C29
Public Record
Excerpt from novel: Best Cellar
So what was your solution, Rose?
I think about it more than I'd like to admit.
But if I’m honest I know that it must have just
been the musings of a young brain —
a brain without the experience to tell you that
the world isn't so magnificent as it looks from those small eyes.
It can't have been anything substantial, right?
I’m too old to believe in some great wisdom from a teenager.
Fifty-nine damned years old.
Fifty-nine is the point when all you have are memories;
the time to make more is nearly over.
All you can do is tell people what you found out
when you stumbled across all the rocks and asphalt of life,
but the hardest part is finding anyone who will listen.
That's the irony of it all, I think.
You get to this point when you have the solution for most problems —
everything from how to patch drywall
to how to save a marriage faced with tragedy —
but no one cares about the advice from an old man.
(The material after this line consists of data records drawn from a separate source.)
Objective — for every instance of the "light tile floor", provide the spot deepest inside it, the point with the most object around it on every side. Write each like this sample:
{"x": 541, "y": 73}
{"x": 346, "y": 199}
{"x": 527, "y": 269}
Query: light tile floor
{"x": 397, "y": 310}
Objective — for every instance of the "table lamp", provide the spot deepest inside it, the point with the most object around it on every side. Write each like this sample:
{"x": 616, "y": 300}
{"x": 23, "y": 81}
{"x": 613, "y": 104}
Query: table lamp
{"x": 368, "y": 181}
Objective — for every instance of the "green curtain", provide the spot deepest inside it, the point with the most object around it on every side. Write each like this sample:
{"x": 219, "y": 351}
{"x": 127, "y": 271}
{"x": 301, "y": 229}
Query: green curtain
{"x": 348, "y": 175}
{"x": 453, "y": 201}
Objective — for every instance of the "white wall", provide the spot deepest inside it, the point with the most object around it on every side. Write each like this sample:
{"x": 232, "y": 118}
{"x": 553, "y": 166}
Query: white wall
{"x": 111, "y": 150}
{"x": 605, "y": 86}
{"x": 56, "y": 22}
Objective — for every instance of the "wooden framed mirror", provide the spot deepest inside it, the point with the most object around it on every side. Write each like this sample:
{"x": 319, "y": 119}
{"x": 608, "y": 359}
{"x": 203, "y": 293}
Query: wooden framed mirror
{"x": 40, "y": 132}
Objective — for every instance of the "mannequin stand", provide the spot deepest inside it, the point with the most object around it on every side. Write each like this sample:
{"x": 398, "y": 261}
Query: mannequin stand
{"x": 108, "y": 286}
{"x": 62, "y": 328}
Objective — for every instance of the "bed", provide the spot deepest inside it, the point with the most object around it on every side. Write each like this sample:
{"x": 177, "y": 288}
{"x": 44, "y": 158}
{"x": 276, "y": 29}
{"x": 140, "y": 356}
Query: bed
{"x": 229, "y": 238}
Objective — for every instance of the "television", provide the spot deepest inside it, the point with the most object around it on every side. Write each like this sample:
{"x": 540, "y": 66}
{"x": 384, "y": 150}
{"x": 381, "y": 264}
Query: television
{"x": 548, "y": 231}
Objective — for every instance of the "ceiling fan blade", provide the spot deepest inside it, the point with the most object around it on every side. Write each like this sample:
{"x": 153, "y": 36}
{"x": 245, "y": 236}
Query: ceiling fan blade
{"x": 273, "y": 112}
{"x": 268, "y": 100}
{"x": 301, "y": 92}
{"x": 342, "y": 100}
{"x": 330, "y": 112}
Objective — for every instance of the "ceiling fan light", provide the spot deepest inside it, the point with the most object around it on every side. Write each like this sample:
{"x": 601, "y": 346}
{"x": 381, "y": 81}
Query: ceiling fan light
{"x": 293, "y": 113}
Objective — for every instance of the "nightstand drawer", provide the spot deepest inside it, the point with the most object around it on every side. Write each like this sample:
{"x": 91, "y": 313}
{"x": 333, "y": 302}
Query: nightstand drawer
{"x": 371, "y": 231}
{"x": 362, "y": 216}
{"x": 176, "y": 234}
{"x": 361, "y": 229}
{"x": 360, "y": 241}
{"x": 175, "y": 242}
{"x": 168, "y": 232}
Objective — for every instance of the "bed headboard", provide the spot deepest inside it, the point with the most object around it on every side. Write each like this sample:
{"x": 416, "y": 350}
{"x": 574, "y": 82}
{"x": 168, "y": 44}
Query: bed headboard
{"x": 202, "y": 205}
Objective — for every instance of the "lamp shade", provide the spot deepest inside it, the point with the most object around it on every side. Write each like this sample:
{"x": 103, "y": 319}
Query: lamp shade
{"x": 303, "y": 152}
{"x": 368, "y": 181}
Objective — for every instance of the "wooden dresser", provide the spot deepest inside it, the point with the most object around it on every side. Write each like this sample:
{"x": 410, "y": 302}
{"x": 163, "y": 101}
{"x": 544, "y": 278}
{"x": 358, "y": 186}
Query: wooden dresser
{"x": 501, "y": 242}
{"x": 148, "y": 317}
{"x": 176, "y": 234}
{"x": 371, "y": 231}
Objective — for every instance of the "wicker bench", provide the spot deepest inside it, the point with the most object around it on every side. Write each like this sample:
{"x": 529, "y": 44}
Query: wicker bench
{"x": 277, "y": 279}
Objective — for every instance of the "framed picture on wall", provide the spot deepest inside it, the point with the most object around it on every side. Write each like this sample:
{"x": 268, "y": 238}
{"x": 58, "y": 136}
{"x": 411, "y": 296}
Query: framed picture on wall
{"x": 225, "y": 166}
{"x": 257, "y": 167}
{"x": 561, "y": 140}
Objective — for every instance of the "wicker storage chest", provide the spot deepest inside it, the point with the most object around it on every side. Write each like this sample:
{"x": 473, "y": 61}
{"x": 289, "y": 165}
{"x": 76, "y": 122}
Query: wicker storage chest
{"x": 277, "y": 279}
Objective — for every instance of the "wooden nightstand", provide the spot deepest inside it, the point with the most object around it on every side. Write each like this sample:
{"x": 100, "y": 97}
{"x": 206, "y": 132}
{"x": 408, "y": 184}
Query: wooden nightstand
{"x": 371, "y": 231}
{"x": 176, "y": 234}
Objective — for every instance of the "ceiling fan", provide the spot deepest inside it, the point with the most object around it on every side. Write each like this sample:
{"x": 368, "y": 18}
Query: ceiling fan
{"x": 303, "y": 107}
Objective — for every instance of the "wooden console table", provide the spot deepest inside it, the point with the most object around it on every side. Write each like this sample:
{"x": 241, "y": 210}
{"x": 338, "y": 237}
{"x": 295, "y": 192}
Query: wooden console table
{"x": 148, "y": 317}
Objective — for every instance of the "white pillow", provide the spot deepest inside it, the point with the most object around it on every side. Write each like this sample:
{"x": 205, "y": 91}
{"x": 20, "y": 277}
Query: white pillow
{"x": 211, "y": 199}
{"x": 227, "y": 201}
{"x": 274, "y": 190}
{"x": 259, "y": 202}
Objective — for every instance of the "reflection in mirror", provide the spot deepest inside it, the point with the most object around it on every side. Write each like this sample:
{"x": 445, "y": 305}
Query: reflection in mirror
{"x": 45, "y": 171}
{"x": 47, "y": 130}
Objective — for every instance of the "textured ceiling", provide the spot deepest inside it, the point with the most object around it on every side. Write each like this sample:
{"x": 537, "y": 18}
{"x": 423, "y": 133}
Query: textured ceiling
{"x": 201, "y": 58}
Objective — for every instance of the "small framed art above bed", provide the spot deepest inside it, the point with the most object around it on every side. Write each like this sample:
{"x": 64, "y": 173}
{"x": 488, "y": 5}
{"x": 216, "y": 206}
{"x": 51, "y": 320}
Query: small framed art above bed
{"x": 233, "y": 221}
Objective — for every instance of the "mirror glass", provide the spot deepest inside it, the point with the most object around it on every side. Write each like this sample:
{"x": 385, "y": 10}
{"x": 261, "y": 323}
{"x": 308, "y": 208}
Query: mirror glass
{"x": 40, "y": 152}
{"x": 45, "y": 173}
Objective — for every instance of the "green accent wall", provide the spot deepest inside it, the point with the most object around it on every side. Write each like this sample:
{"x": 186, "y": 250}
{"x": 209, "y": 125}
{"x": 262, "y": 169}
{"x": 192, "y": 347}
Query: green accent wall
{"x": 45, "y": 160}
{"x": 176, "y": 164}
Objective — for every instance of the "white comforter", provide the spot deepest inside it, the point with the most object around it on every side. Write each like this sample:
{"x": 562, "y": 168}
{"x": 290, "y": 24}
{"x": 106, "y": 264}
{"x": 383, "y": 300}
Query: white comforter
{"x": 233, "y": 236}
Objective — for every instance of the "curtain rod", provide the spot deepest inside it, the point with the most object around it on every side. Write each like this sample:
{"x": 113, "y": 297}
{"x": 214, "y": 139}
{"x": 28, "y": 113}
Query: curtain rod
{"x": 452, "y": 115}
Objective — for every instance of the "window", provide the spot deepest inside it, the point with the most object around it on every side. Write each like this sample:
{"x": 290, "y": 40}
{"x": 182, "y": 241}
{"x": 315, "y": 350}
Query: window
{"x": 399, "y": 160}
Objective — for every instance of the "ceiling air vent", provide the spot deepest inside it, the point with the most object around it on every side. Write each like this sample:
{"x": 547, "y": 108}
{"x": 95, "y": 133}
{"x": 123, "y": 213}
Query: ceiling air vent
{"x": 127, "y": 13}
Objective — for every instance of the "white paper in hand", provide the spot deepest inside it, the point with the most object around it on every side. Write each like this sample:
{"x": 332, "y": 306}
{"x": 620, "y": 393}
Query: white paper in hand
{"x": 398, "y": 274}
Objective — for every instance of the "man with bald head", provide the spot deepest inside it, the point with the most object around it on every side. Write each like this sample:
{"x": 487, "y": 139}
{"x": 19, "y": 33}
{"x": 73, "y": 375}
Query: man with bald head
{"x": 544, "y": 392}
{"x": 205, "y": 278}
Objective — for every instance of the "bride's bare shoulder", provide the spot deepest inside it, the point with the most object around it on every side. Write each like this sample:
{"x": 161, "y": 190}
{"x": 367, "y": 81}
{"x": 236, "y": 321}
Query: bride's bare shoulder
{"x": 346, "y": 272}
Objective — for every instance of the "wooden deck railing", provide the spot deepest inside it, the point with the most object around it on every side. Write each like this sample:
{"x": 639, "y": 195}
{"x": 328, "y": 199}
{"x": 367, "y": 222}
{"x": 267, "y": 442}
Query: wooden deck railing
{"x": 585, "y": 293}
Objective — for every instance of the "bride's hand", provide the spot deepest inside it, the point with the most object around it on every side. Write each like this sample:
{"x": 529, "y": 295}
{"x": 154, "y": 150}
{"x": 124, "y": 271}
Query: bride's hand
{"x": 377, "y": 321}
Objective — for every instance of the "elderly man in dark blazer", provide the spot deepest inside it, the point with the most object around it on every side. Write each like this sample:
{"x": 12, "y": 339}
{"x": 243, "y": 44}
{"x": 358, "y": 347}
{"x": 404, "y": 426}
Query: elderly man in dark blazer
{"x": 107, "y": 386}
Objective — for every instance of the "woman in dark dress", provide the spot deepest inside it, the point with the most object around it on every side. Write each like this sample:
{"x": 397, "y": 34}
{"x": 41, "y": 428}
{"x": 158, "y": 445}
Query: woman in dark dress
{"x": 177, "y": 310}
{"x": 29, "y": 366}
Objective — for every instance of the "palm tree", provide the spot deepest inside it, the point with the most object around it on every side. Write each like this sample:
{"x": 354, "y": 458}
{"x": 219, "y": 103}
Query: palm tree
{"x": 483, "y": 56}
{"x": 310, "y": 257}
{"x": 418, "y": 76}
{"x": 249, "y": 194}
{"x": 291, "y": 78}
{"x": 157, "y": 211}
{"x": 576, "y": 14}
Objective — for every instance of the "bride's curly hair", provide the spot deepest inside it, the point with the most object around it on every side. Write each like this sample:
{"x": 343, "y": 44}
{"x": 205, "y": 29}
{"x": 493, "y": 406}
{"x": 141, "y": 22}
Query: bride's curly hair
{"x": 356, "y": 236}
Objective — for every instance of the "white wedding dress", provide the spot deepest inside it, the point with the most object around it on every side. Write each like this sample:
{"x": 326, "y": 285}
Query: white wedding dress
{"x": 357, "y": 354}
They cover their ears so that they can go on
to make all your mistakes
and gather all their own knowledge
for no one to listen to.
That's the human condition, I think.
If there is just one, that's it.
The human condition isn't the burning of resources for the sake of the fire —
it's a megaphone at a deaf rally.
It’s me in this empty room,
my head all filled with words
that will stick with me until I settle down
into a nice bed of fresh soil.
The human condition is this goddam typewriter,
buried a mile under a mountain of shit that no one will ever read,
and all I can do is add to the pile.
All of this nonsense.
The good car’s just pulled up the driveway.